Growing up with my parents, I lived in the country. And I had missed that at the townhouse. The convenience of the city near to hand - that was great. To walk to stores, that was wonderful. But there was no flowing water outside my door except in the gutters. Nature was confined to a few carefully-tended and patterned flower beds, pretty, but no more. And so when we started this house search, one of our criteria was to see if we could get something that was in the country, or seemed to be, but was near to things. I think we succeeded, somewhat in spite of ourselves.

And we moved, and it was (as moving things is) a pain in the backside, but very soon this new house was home. It's why the saga of the house-repainting was so very upsetting to me - because the house, in that time, ceased to really feel like home. It felt instead like some sort of threat, because of its location, a danger we should get rid of. I still have the feeling we will have to move again at some point. The neighborhood is suburban and the actions and results have told me louder than words that our values and theirs are at odds. Sooner or later there will be some other stupidity, and another...I am still a little braced when I come home, sometimes, content mostly when I am within my walls. I want to live in my house; but I don't want to live in my neighborhood. I have a lawn, but no desire to look out at it, because there are houses out there who have people in them who were part of that petty mess.

I think I have had all my life a strong attachment to a sense of place. It is why that mess put me so off-balance and continues to do so, because it encroached on my feeling of belonging - in my very own home. But it is not the home I attach to the most, though having some sense of 'safety' in it matters. It is the area around, this portion of the state. And this, I think, is why my rare day out and about Portland (like yesterday) pleases me so much - because it reaffirms my attachment to this place, to my home.

Areas I knew as a child are changing, or have changed. Most of them don't trouble me; once I get used to the new way things are, I am fine with it. The changes in Sherwood trouble me a little - it has grown from a sleepy little bedroom community to a fairly large highway stop with tons of commercial shopping. But I think this troubles me less because it's become foreign (I suspect much of what I remember would, if I drove into town, be very similar to how I remember it - mostly because there were only a few things I ever really saw enough to remember!), but more because it underscores how very commercialized we've become.

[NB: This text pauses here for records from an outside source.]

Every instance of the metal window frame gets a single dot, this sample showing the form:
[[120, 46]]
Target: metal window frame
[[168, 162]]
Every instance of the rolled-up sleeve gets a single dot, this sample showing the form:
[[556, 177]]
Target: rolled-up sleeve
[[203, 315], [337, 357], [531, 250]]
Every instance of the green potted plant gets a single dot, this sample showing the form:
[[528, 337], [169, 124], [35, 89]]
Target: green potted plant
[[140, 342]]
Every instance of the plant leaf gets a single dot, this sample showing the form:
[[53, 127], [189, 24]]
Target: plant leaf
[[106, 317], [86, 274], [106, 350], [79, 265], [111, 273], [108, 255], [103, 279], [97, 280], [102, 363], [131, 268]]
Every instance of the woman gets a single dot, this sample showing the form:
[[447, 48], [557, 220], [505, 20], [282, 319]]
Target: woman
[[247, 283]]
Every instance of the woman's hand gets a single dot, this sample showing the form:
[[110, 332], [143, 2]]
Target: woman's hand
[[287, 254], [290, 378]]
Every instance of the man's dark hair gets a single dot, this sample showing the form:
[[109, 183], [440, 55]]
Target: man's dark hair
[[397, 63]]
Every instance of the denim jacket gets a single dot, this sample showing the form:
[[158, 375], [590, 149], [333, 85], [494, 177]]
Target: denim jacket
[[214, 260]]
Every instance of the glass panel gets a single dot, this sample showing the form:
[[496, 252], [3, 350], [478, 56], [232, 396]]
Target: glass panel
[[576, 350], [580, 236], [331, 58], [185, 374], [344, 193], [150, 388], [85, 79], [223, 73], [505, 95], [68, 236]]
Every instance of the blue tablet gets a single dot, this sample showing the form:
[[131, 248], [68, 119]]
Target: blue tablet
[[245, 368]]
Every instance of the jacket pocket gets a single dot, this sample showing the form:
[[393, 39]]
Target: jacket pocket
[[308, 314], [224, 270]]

This post has gone in several directions. I hope it still makes sense. Even if it doesn't, Ronni's blogs are worth checking out if you haven't. I definitely feel that sense of place, and the dislocation that comes when it's disturbed (by changes, by requirements or attitudes, or just because you have to leave it behind). But not, I think, with the immediacy that she does at this time.
kyrielle: (Joy)
Sunday, May 22nd, 2005 09:47 pm
Okay, the title is just a play on my earlier post, but here are some pictures from my day out Saturday:

Looking straight up a tree at the Japanese Gardens. Why? I suppose because it was there - but it made what I think is a neat shot.

Also from the Gardens, a lantern in a pond, a rivulet of water up close, a plant whose name I do not know, and some mushrooms.

Then in the art category, there's the train near the forestry center (okay, that's stretching art slightly, but it is on display), the mask sculpture at PGE Park, and a very Oregon statue at Pioneer Courthouse Square.

Powell's Technical Books is not that small either, even if the main store is a whole block. It also has cats on the sign! Yay, cats!

A random building because I liked the line of the roof.

Butterfly shots from the Oregon Zoo's new butterfly exhibit.

Also from the Zoo, two shots of a Bald Eagle - one in flight (and slightly blurry) and one just settling on the glove.

And two shots of a leopard, both blurry due to lighting conditions. Being there was much cooler.